In the Free Press Today... 


In other news...

Trump accuser and porn star Stormy Daniels has postponed tonight's appearance at a strip club in Detroit due to a bad case of "Strep Throat". 

- On a bright note, Strep Throat is the least contagious thing Stormy has had in the last 10 years. 


Elon Musk announced that his first human-carrying rocket ships to Mars will begin operation early next year, but that chances are, "passenger's will die". 

- With a sales pitch like that, he's gonna save a ton of dough on advertising. 

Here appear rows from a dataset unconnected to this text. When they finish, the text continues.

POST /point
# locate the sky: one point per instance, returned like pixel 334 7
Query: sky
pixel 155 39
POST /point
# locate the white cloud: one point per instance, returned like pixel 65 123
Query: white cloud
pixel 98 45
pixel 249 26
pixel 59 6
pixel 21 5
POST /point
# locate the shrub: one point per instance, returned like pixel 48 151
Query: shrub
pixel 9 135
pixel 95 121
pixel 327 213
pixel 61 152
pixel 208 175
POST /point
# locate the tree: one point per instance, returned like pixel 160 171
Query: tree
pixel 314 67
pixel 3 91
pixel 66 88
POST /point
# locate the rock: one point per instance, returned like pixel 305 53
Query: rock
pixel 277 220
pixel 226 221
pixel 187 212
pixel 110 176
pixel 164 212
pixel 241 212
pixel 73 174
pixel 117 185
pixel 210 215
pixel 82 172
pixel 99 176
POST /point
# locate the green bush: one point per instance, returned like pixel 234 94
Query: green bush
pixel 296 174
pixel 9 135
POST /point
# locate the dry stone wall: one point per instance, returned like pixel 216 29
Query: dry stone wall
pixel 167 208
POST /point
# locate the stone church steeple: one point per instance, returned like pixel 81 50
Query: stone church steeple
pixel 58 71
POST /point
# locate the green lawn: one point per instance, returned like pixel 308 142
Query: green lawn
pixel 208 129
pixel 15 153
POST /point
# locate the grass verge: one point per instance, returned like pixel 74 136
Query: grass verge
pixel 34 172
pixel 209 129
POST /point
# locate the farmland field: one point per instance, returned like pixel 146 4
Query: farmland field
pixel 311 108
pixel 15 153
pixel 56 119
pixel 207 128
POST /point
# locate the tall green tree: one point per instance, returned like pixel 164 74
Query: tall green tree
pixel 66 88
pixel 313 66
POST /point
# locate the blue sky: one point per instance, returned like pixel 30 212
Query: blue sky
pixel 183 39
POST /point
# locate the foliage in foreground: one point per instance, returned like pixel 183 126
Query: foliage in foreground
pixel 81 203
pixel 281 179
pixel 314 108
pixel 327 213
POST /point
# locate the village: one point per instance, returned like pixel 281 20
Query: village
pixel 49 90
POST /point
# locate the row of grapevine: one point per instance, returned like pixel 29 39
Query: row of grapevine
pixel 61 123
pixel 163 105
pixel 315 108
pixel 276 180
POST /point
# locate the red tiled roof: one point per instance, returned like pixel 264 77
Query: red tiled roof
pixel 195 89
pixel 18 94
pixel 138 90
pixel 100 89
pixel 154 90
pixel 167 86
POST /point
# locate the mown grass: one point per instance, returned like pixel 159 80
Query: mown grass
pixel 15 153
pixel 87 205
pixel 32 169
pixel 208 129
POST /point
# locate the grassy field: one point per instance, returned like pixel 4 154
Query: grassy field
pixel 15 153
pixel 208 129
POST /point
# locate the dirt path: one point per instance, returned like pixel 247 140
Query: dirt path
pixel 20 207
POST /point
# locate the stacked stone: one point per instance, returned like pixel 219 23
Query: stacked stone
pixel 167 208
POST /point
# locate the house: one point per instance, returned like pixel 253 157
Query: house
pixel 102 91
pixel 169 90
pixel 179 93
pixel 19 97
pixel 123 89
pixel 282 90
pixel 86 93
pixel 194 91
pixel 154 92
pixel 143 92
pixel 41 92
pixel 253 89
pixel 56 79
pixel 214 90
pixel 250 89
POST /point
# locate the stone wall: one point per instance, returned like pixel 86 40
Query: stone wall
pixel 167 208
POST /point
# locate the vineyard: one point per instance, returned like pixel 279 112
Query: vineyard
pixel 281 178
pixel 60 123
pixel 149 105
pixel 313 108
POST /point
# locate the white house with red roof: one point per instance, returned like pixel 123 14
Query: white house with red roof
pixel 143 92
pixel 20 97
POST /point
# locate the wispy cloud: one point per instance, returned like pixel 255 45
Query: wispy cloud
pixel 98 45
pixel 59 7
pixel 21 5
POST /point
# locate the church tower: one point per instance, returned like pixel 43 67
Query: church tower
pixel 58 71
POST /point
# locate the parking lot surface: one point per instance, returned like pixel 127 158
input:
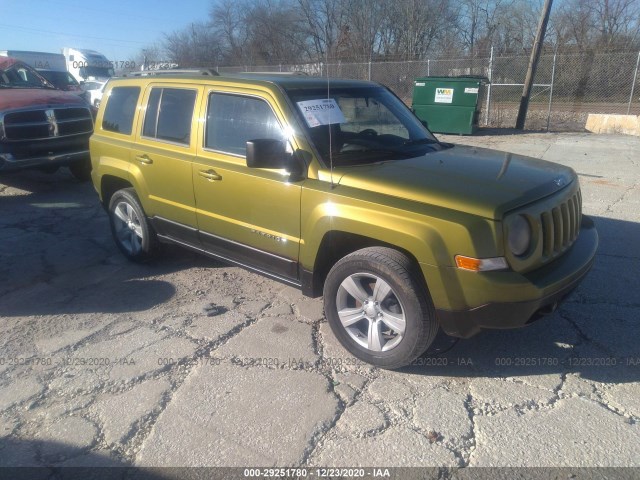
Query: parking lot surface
pixel 189 362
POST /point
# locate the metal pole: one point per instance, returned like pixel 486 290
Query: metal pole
pixel 553 76
pixel 486 117
pixel 633 86
pixel 533 64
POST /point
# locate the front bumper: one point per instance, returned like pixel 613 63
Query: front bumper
pixel 522 298
pixel 8 163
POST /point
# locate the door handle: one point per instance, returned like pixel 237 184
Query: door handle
pixel 210 175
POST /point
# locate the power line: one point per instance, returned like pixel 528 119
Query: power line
pixel 72 34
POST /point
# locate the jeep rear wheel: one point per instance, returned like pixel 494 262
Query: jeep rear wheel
pixel 130 227
pixel 378 307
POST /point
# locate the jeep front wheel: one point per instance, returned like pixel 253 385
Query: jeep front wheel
pixel 378 307
pixel 130 227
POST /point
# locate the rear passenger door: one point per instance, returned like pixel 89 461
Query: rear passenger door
pixel 165 148
pixel 250 215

Amazon CEO Jeff Bezos says he's planning on investing his money in space travel. "Amazon Rockets" will begin arriving in space in 2020. 

- Or 2019 if they have Prime. 


Stephen Colbert lost a beer chugging contest to New England Patriots QB Tom Brady on TV Monday night.

- Colbert took 3.5 seconds to drink his beer... which is the longest he's ever gone without telling a Trump joke. 


A new study found that, instead of waiting for the traditional "Midlife Crisis",  more than 50% of Millennials between the ages of 25 and 35 are going through "A Quarter-Life Crisis". 

- The "Quarter" comes from between the cushions of the couch they're sleeping on in their parents basement.


Richard Simmons, who sued the National Enquirer for claiming that he was "transitioning to womanhood", has been ordered to pay the paper $130,000 since a judge ruled the story "wasn't necessarily negative". 

- Tell that to Mrs. Simmons! No wait...


RIP Stephen Hawking.... the brilliant physicist and author of "A Brief History Of Time" who has died at the age of 76. 

- Not to say I ain't smart, but I had a much easier time reading Marcel Marceau's book, "A Brief History of Mime". 


Have a great day and I'll see you back here Thursday!